On the Jewish food scene: Dry or sweet?

By Rabbi Rachel Esserman

When I was at a friend’s for dinner several years ago, she asked me if I would like dry or sweet wine with my meal. Although I had developed a taste for dry wine (which was considered more sophisticated when I was young), I opted for sweet. It was love at first sip and I’ve never been able to appreciate dry wine since. What wine did she gave me? It was called Moscato and I’d never heard of it before that night.

For those who have never tasted Moscato, it’s not sweet like the wine many of us drank as children. (In my youth, children were allowed to drink wine at a kiddush, just like adults.) Those wines usually added sugar to up the sweetness content. I find most Moscato wines lightly sweet – just enough to take away the bitterness of most dry or even semi-sweet wines. Of course, not everyone will agree on what is sweet or dry: another friend and I laughed recently when we had the opposite reaction to the same wine. She thought it was too sweet, and I found it dry and almost bitter.

I soon discovered there was more than one type of Moscato and they all taste slightly different. I had never tried one of the flavored variations until I received a sample of MYX Beverages’ MYX Fusions Watermelon Moscato. The wine is available in single-serve or full-size bottles and is gluten-free and OU kosher certified. As with most Moscato wines, it doesn’t contain much alcohol: this version is only 5.5 percent alcohol by volume, which I appreciate. I’ve never tried the peach, mango or coconut versions, but thought the new watermelon one offered sounded like fun. (Yes, as I’ve mentioned before, I love sampling food and drink.) 

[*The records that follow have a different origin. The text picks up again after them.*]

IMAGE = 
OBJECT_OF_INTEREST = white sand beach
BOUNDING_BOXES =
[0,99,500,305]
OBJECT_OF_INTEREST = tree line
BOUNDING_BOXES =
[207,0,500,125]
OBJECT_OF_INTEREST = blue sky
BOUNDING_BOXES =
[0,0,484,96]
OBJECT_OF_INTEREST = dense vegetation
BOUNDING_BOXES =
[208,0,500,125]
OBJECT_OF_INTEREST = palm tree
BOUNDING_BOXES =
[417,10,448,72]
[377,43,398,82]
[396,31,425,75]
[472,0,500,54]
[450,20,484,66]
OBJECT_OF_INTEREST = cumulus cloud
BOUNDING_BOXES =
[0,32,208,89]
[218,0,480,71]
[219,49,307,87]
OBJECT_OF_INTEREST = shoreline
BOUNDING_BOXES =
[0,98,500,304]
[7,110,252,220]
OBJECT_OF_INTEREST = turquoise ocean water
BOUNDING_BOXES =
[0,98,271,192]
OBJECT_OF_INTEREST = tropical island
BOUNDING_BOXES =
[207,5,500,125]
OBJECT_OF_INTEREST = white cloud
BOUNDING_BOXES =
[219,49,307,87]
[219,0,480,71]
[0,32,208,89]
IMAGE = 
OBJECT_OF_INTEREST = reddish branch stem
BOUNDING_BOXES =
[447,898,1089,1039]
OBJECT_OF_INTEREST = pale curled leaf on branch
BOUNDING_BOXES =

I brought a chilled bottle (as recommended) to a Sukkot gathering I attended and received the reactions I expected: those who prefer dry wines thought it was too sweet. Others thought someone who liked sweet wines would enjoy it. I actually thought it was a bit on the dry side with the watermelon taste coming through at the end almost as an aftertaste. For those who like sweetish – especially flavored – wines, this could be a fun addition to a meal or for use as a dessert wine.